Then I made this album, and I realized, more than pain, I just was dragging this little girl everywhere I went, a little girl that just felt really unheard. It was more than pain. It was locking that door and crying in silence, or feeling overwhelmed and not being able to tell anyone. The idea that I need to be sad because that's the justice that I give to that little girl, I learned it's not that, it's not sadness or isolation. This is the largest act of service or justice I could ever do for her, is to open that door and just let it out. I finally felt good after that.
When I come out at the beginning of the performance video, everyone's holding the mic — I just wanted to be shown as extremely infantilized and weak, and held to a high standard. It's like you're entering this ring of sacrifice.

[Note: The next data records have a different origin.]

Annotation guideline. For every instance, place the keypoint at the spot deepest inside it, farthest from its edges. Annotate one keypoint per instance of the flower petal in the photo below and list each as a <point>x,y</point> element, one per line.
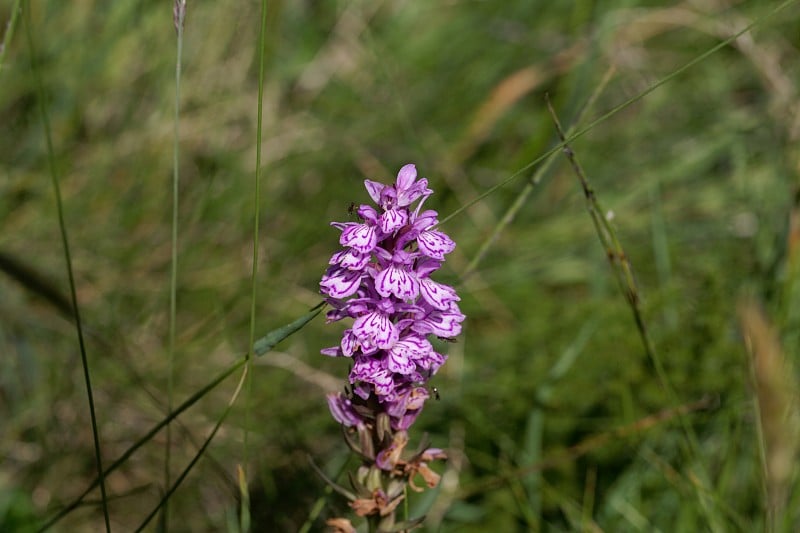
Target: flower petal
<point>376,327</point>
<point>340,282</point>
<point>393,219</point>
<point>374,189</point>
<point>438,295</point>
<point>398,281</point>
<point>361,237</point>
<point>435,244</point>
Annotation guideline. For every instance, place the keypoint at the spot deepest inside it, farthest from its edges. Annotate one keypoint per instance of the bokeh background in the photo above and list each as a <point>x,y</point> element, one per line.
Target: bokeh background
<point>553,413</point>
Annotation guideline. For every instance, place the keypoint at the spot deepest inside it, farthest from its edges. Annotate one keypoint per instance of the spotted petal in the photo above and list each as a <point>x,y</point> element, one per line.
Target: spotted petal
<point>441,323</point>
<point>340,282</point>
<point>361,237</point>
<point>393,219</point>
<point>376,327</point>
<point>435,244</point>
<point>398,281</point>
<point>438,295</point>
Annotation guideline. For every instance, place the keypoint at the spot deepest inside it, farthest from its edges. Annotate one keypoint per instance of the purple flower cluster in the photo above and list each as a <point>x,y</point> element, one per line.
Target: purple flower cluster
<point>381,279</point>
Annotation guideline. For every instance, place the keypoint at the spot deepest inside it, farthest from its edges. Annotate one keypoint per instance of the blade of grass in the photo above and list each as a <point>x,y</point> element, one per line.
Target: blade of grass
<point>592,443</point>
<point>616,109</point>
<point>178,15</point>
<point>621,266</point>
<point>256,218</point>
<point>529,187</point>
<point>267,342</point>
<point>9,33</point>
<point>54,179</point>
<point>199,453</point>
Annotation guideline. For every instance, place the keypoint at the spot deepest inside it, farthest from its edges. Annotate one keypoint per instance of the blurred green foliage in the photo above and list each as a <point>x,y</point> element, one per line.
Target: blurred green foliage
<point>701,176</point>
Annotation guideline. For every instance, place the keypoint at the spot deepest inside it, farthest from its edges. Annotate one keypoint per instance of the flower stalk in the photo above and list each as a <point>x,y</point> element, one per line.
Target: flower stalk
<point>381,279</point>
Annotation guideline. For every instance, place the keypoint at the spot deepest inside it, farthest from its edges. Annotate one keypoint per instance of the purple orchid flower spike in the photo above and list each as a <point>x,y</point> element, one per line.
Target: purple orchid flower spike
<point>381,279</point>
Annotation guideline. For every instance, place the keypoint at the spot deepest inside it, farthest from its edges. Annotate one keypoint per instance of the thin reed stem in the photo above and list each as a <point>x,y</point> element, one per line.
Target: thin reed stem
<point>179,14</point>
<point>532,183</point>
<point>54,180</point>
<point>9,33</point>
<point>199,453</point>
<point>614,110</point>
<point>623,272</point>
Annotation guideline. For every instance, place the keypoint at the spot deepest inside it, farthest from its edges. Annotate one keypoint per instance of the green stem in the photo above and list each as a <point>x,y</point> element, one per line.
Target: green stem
<point>68,260</point>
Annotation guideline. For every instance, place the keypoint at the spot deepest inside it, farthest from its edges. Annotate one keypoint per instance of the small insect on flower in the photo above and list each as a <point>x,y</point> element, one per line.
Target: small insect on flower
<point>352,210</point>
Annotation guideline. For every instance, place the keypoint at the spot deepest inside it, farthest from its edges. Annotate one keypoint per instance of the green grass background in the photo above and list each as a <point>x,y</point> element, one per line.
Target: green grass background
<point>701,176</point>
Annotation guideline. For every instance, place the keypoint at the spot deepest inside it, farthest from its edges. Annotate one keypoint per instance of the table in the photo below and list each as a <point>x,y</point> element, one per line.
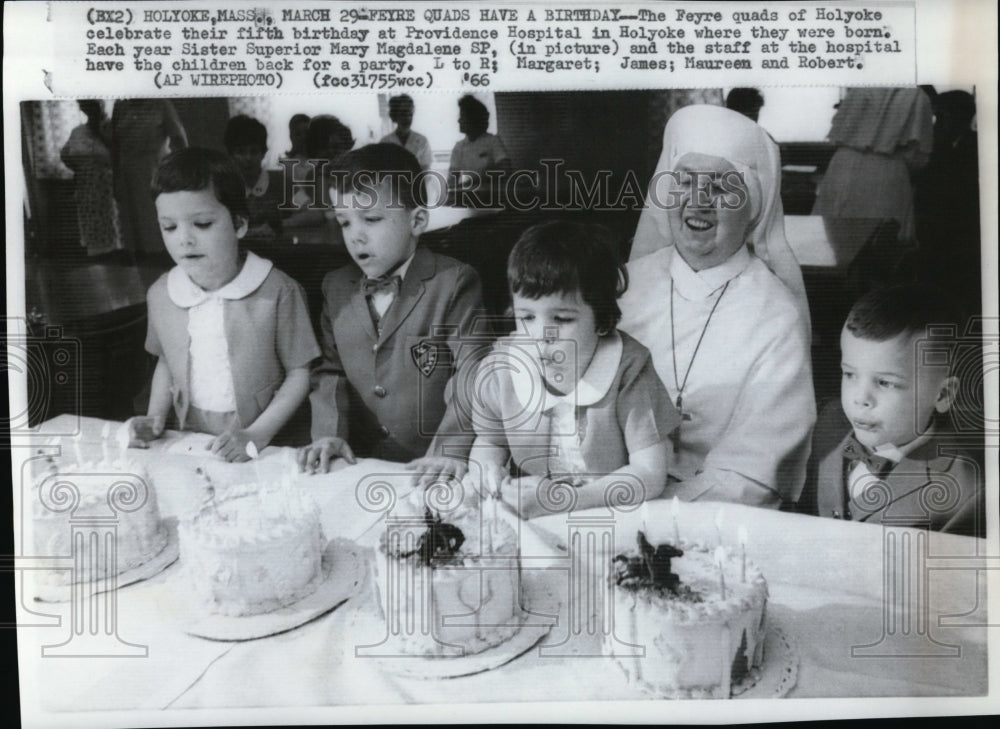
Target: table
<point>826,580</point>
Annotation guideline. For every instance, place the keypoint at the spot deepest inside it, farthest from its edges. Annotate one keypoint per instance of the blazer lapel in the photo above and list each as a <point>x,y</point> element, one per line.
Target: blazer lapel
<point>831,497</point>
<point>360,307</point>
<point>409,293</point>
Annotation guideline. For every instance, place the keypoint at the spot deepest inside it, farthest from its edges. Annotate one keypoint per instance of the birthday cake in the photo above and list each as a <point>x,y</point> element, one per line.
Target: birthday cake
<point>699,615</point>
<point>75,506</point>
<point>252,549</point>
<point>448,589</point>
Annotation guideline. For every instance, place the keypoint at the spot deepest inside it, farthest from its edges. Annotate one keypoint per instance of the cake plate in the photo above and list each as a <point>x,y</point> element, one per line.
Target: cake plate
<point>52,592</point>
<point>539,600</point>
<point>343,572</point>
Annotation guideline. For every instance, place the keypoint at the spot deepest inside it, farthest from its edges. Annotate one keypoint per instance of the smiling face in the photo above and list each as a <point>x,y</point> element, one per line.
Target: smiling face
<point>201,235</point>
<point>378,236</point>
<point>705,232</point>
<point>565,332</point>
<point>887,397</point>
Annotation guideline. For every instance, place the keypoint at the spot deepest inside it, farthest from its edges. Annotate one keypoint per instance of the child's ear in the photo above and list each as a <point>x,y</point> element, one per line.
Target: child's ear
<point>241,225</point>
<point>946,394</point>
<point>418,221</point>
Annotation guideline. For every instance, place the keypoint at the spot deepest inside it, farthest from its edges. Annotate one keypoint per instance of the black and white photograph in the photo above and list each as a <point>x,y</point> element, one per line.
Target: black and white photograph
<point>433,395</point>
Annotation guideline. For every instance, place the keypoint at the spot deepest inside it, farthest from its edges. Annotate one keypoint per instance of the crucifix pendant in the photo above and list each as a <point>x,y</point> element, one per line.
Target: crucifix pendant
<point>675,436</point>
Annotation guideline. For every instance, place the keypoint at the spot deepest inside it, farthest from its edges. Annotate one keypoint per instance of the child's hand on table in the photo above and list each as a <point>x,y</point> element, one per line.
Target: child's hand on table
<point>231,445</point>
<point>317,456</point>
<point>144,428</point>
<point>432,469</point>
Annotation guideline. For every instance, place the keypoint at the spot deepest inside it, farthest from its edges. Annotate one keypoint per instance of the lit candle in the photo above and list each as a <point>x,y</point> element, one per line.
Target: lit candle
<point>742,533</point>
<point>675,507</point>
<point>123,440</point>
<point>106,443</point>
<point>720,561</point>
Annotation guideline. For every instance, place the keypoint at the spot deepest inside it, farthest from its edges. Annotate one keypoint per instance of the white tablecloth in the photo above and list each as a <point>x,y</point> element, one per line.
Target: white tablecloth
<point>826,580</point>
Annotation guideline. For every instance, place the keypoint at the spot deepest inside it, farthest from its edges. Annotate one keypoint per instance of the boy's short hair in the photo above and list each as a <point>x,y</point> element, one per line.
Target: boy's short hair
<point>197,168</point>
<point>561,257</point>
<point>475,111</point>
<point>916,310</point>
<point>321,128</point>
<point>363,171</point>
<point>398,103</point>
<point>243,131</point>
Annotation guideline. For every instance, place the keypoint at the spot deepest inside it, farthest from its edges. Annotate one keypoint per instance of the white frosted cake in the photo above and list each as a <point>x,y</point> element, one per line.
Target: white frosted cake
<point>698,644</point>
<point>448,589</point>
<point>81,498</point>
<point>253,550</point>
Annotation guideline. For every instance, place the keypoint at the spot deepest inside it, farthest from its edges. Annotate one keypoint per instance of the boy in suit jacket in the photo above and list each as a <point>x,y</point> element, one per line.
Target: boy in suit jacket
<point>392,326</point>
<point>889,456</point>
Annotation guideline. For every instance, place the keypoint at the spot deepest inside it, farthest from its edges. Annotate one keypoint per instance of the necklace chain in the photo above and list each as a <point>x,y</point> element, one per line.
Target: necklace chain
<point>673,343</point>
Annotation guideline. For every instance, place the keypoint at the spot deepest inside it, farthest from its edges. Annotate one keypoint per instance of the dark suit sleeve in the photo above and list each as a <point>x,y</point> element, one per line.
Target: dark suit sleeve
<point>455,434</point>
<point>328,393</point>
<point>831,425</point>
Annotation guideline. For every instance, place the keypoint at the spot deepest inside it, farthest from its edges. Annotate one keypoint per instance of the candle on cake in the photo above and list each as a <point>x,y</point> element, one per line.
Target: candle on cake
<point>742,532</point>
<point>720,562</point>
<point>675,507</point>
<point>122,439</point>
<point>106,443</point>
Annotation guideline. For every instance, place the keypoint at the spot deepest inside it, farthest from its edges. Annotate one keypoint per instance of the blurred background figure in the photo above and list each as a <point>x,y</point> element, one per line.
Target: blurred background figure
<point>143,131</point>
<point>747,101</point>
<point>479,151</point>
<point>246,142</point>
<point>947,202</point>
<point>88,154</point>
<point>883,137</point>
<point>326,140</point>
<point>401,113</point>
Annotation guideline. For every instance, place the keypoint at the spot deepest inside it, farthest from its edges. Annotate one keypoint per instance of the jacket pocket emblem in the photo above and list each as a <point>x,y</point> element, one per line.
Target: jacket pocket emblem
<point>425,357</point>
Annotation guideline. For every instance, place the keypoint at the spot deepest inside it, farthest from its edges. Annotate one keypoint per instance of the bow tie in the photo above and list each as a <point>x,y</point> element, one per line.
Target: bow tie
<point>855,452</point>
<point>383,284</point>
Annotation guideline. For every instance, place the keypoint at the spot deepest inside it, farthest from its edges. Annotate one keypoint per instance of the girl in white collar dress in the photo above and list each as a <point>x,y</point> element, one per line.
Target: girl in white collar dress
<point>568,411</point>
<point>232,332</point>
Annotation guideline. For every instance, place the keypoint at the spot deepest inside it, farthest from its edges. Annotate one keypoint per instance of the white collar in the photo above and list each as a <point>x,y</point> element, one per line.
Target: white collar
<point>693,284</point>
<point>590,388</point>
<point>259,188</point>
<point>898,453</point>
<point>185,293</point>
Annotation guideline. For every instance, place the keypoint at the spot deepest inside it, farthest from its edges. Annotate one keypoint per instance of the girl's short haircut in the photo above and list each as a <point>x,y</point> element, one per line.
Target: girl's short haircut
<point>197,168</point>
<point>561,258</point>
<point>321,128</point>
<point>911,309</point>
<point>243,131</point>
<point>398,103</point>
<point>363,170</point>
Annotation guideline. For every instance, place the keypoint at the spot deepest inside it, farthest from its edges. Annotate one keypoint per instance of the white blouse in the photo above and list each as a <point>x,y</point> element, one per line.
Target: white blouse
<point>210,374</point>
<point>748,404</point>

At the end, I’m experiencing a symbolic death, carried out by dancers. I wrote the story of the play, and I liked the storytelling archetype of the progression of a birth to a death. It symbolized how the public and society in general takes everything girls have and their youth, and then when they don't have anything left to give, they're dead to them and seen as a used product and discarded away.
I think that the best service that I can do for my younger self is just continue to try to make people as mad as possible. If people are getting mad, it's a pretty good sign because it's like, "Why is my product misbehaving? I didn't order it like that." That's satisfying to me. I'm probably just going to continue to try to do that, and continue to talk about things that men don't want to talk about.